Voice recognition algorithms have advanced steadily in the past few years. And with a new Dragon coming out each year, the super-responsive and virtual friends Siri, and now with Google Voice Search, voice recognition is not going away anytime soon. But, even though we may be successful getting the computer to recognize our speech and transcribing it into words, how do we make the computer truly “understand” us?
The way voice recognition works currently is based on one or both of the following modes. The acoustic model uses statistics to turn sounds into words. Once the first part of a word is spoken, there are only a finite number of subsequent sound combinations that would lead to a recognized word. The language model attempts to match words that usually go together.
Though I can train my computer to convert my speech to text, other scenarios may pose additional problems, such as background noise, different accents and poor sound quality. Further, when I speak to Dragon or to Siri, or any of a number of my other virtual friends, I have to be deliberate and clear in my speech. We may think we are training the computers, but in reality, the computers are training us, because natural speech does not work that way. Natural, conversational speech is, more often than not, too fast and unclear for computers to understand.

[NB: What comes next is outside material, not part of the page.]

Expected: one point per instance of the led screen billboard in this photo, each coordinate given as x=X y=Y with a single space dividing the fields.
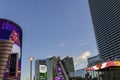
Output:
x=43 y=70
x=12 y=31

(Disney and Pixar's WALL-E captivated young and old alike with the emotional tale of robots that can 'love'.)
Peter Robinson, Professor of Computer Technology at the University of Cambridge Computer Laboratory, wants to change all that. He wants computers to not only understand what we are saying, but how we are saying it. Along with just the words themselves, come a wide variety of cues as to the emotions of the speaker. For instance, facial expressions, tone of voice, head movement and body movement all provide subtext to the meaning of the words. To account for this, Robinson has programmed into his computer 400 predefined mental states, which are triggered by reading these expressions and movements in the speaker. “The computer can correctly read my mind more than 70% of the time, and that’s as well as most people can understand me,” he remarks.
Robinson is not satisfied however with just having the computer read his emotions. Rather, he wants a computer that can respond emotionally as well. Of course, not all of us want such an emotional collection of bytes. I, for one, want my computer to do what I tell it to do. I don’t need a computer to do what it feels like doing. I’ve got children for that.